In early June of 1992, six months after the dissolution of the Soviet Union, I traveled to Moscow to help a friend open a business college there.
Along with a handful of other businessmen, I spoke to a group of about 200 Russian entrepreneurs that had gathered to participate in the inauguration of the college.
That’s probably about all the entrepreneurs there were in Russia in June of 1992.
I spoke on the importance of market research and surveys as the foundation of effective marketing and PR campaigns and how to do them. This was pretty wild stuff to people who had lived under Communism all their lives where the state owned everything. And these guys were trying to understand the concept of “free enterprise” and the long held heretical concept of making a profit.
After the seminar speeches, I was in the lobby talking with attendees and some of the presenters. A man with a Stalinesque mustache approached me. He was in civilian clothes, but it turns out he was a Lt. Colonel in the Russian Ministry of Internal Affairs – the MIA.
In structure, the MIA is similar to our Department of Justice, with emphasis on the FBI (and no Bill of Rights).
The man’s name was Ivanov.

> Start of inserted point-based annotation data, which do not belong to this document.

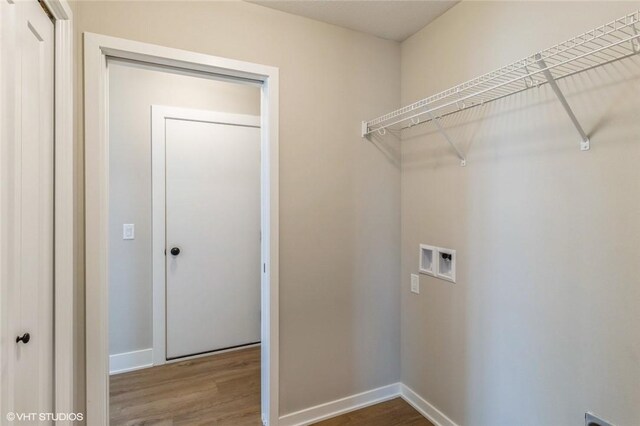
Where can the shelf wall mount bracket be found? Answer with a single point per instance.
(365, 130)
(461, 156)
(584, 143)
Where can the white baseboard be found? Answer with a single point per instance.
(130, 361)
(340, 406)
(435, 416)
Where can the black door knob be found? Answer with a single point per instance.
(24, 338)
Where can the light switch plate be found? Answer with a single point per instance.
(128, 231)
(415, 284)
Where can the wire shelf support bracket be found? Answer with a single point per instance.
(461, 156)
(584, 143)
(603, 45)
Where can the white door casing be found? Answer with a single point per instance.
(96, 50)
(206, 178)
(27, 211)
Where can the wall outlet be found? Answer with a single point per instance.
(427, 260)
(415, 284)
(447, 264)
(128, 231)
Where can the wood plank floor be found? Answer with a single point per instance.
(222, 389)
(395, 412)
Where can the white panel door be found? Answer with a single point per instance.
(213, 220)
(27, 214)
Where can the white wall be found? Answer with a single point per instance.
(133, 88)
(542, 324)
(339, 196)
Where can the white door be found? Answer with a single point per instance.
(27, 211)
(212, 232)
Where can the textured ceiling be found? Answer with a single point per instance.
(392, 20)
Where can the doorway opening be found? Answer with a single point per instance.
(181, 195)
(184, 251)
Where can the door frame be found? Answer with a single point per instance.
(159, 113)
(97, 48)
(64, 235)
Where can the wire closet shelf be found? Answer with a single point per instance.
(611, 42)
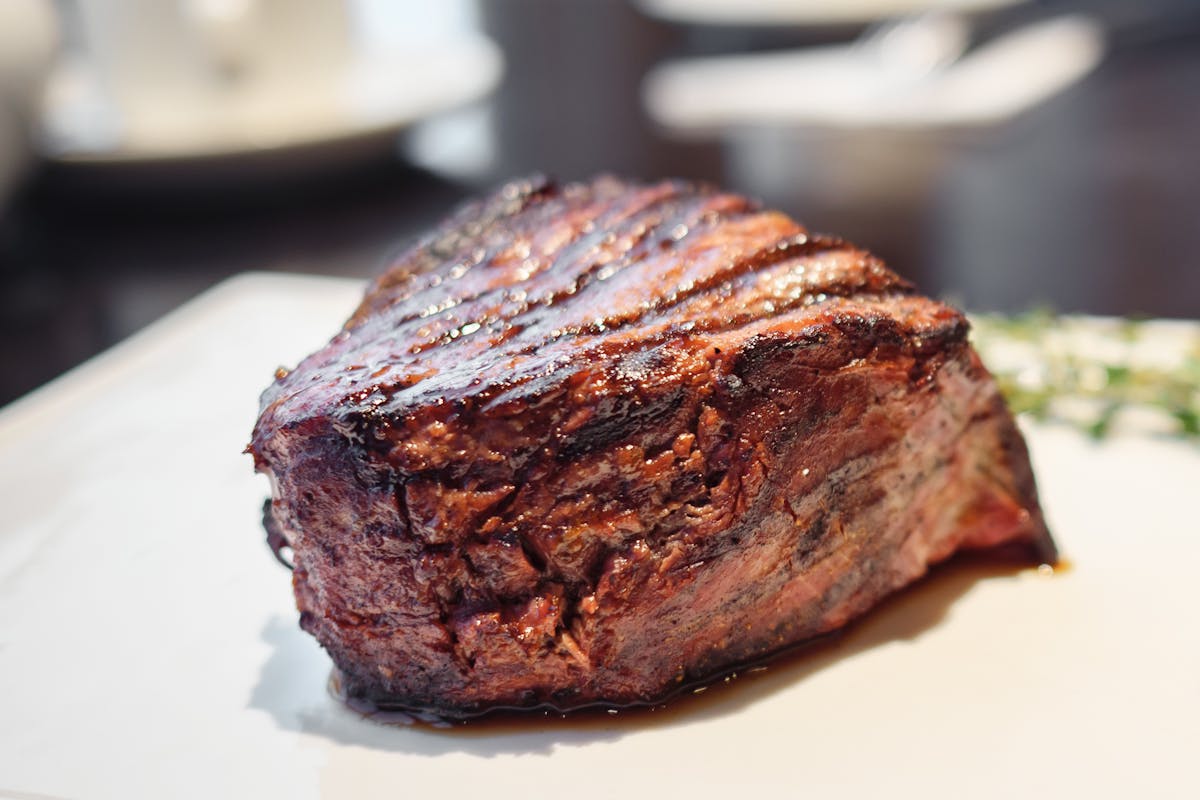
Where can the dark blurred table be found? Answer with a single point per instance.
(1090, 203)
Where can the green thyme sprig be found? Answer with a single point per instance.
(1095, 373)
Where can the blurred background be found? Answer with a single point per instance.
(1002, 154)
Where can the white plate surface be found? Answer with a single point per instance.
(149, 645)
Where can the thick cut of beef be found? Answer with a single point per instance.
(586, 443)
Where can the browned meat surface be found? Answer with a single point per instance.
(585, 443)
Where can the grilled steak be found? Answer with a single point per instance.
(586, 443)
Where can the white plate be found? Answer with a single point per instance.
(149, 645)
(372, 94)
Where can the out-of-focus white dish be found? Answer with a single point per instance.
(149, 645)
(370, 94)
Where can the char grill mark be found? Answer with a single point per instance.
(587, 439)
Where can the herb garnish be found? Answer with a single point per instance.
(1095, 373)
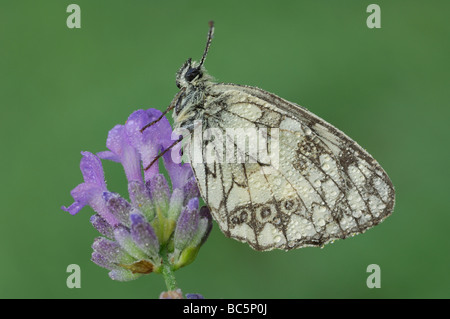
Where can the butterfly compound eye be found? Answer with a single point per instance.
(192, 74)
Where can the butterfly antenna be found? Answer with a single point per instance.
(208, 42)
(163, 152)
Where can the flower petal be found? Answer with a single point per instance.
(151, 140)
(118, 206)
(159, 189)
(144, 235)
(102, 226)
(111, 251)
(119, 145)
(92, 170)
(187, 225)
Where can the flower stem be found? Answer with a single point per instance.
(168, 272)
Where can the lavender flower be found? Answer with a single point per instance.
(160, 228)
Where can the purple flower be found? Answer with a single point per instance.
(160, 228)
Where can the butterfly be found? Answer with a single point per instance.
(323, 187)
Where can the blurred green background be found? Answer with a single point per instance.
(63, 89)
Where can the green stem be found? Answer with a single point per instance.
(168, 272)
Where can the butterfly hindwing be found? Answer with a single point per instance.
(324, 186)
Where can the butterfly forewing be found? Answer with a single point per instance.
(324, 186)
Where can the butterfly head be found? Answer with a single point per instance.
(191, 72)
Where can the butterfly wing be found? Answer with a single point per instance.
(321, 187)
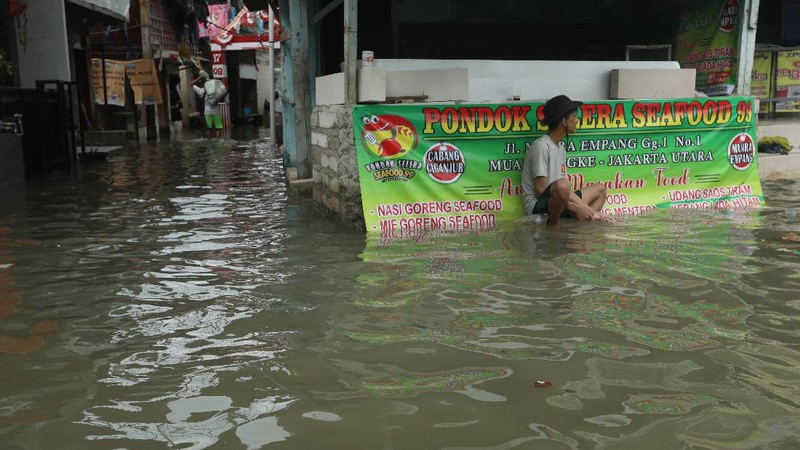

He said that he had enjoyed my talk on survey techniques and thought his superior at the Ministry would find the information of interest – would I be interested in meeting his boss to discuss the market research procedures that I had talked about.
Would I be willing to meet with his boss?
I looked at my wife, who was with me on the trip. She smiled and the next morning we were standing in front of a building whose very address had struck fear in the hearts of Russians for decades – the headquarters of the often dreaded
Russian Ministry of Internal Affairs.